Minor, the 6-foot-4, 195-pounder from Chapel Hill, Tenn., grew up a Braves fan. The Braves’ highest pick since Mike Kelly went second in 1991 called getting drafted by them “awesome,” He said he doesn’t think it’ll take him long to sign.
“I see it happening pretty quick, in the next week or two,” Minor said.
The assumption was that the Braves wanted East Paulding right-hander Zack Wheeler, who went to the Giants at No. 6. Minor said he was pleasantly surprised Wheeler was taken a pick ahead of him.
“All morning I was talking to my advisor and it was going up and down, and I really didn’t think the Braves would actually pick me because of the Wheeler kid,” Minor said.
Clark said Tuesday night, the Braves got the one they wanted.
“I know the baseball world thought we were taking Zack Wheeler,” Clark said. “We are very pleased with the guy we got. … Put it this way, he was in the top three on our board, and we picked him seventh.”
Minor’s fastball consistently hits 89-91 mph and touches 93 mph. He throws both a slider and a curveball but his change-up is his best pitch, one he has been throwing since he was 12.
He was originally projected as a second-rounder by Baseball America, rated only the 10th-best left-hander available. Clark said that’s because his numbers at Vanderbilt this season were misleading. He went 6-6 with a 3.90 ERA in 17 games (16 starts).

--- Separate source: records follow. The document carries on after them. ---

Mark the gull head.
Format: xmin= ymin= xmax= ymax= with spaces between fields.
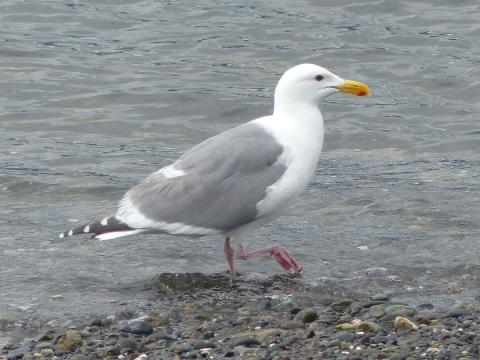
xmin=275 ymin=64 xmax=370 ymax=111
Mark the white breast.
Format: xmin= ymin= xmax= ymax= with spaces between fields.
xmin=255 ymin=108 xmax=324 ymax=218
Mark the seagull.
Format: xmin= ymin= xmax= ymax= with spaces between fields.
xmin=60 ymin=64 xmax=370 ymax=276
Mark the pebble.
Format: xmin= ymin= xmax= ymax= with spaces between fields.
xmin=0 ymin=277 xmax=480 ymax=360
xmin=280 ymin=320 xmax=305 ymax=330
xmin=120 ymin=319 xmax=153 ymax=335
xmin=233 ymin=337 xmax=260 ymax=347
xmin=443 ymin=308 xmax=471 ymax=318
xmin=393 ymin=316 xmax=418 ymax=330
xmin=294 ymin=308 xmax=318 ymax=324
xmin=330 ymin=299 xmax=353 ymax=312
xmin=57 ymin=330 xmax=83 ymax=352
xmin=117 ymin=338 xmax=137 ymax=352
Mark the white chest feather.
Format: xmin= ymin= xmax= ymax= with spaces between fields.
xmin=255 ymin=109 xmax=324 ymax=217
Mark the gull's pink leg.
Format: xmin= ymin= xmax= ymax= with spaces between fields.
xmin=236 ymin=244 xmax=302 ymax=273
xmin=223 ymin=237 xmax=237 ymax=276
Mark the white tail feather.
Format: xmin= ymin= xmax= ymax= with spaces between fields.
xmin=94 ymin=229 xmax=148 ymax=241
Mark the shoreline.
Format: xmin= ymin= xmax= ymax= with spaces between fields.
xmin=0 ymin=273 xmax=480 ymax=360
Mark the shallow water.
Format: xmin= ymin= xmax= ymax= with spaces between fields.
xmin=0 ymin=0 xmax=480 ymax=321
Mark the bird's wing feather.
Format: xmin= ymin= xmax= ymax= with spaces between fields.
xmin=116 ymin=122 xmax=285 ymax=234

He gave up 109 hits in 110-2/3 innings but struck out 114 and walked 37.
Clark said Minor’s season turned when coaches let him call his own games, like he had done for USA Baseball.
“That’s when he just took off,” Clark said.

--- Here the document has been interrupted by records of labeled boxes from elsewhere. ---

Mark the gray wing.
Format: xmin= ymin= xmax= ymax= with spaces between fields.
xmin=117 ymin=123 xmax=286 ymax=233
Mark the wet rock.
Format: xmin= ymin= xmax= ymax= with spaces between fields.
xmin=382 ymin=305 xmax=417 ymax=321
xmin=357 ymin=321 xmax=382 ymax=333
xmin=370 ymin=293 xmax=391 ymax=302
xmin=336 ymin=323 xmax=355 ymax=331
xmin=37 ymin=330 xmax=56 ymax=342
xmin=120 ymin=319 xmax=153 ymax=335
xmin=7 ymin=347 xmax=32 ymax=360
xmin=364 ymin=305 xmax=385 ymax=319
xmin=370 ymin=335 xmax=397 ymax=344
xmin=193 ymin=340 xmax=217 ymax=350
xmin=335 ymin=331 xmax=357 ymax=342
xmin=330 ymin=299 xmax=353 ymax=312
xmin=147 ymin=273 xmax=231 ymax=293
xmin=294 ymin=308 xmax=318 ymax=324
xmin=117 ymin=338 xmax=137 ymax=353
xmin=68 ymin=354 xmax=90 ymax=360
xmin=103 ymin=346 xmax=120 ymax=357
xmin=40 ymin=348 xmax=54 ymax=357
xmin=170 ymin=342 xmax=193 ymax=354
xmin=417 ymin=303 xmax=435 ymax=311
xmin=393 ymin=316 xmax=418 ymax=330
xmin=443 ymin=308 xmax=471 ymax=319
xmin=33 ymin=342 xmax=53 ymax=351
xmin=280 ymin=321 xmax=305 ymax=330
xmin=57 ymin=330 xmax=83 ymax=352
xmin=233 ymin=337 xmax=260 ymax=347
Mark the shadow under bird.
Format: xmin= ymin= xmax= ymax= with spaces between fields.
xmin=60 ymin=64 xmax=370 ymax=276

Minor had 10 complete games in 48 starts for Vanderbilt in his career. He went 3-0 with an 0.75 ERA in six outings for Team USA last summer and 8-2 with a 1.17 ERA in two years with them overall.
Minor becomes the third Vanderbilt left-hander taken in the first round in the past six years. David Price was the No. 1 pick in 2007 by the Rays. He pitched in the World Series last year.

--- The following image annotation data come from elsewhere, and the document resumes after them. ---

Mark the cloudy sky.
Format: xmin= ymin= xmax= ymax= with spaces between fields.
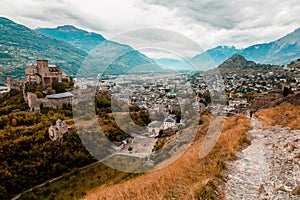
xmin=0 ymin=0 xmax=300 ymax=57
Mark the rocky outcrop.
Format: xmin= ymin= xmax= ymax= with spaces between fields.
xmin=225 ymin=119 xmax=300 ymax=200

Minor, 21, is the first college pitcher taken by the Braves since closer Joey Devine in 2005 from N.C. State. Devine was rushed to the majors only to give up grand slams in his first two appearances and a home run in the season-ending playoff loss that year. He was eventually traded to Oakland for center fielder Mark Kotsay.
The Braves sent their second-round pick to the Dodgers as compensation for signing Derek Lowe, but with their third-round pick, they took David Hale, a hard-throwing right-hander from Princeton.
Hale, taken 87th overall, went to the Walker School in Marietta and played in the East Cobb League, where the Braves have tracked him for four years. Clark said he can touch 96, 97 mph with his fastball and has a sharp breaking ball.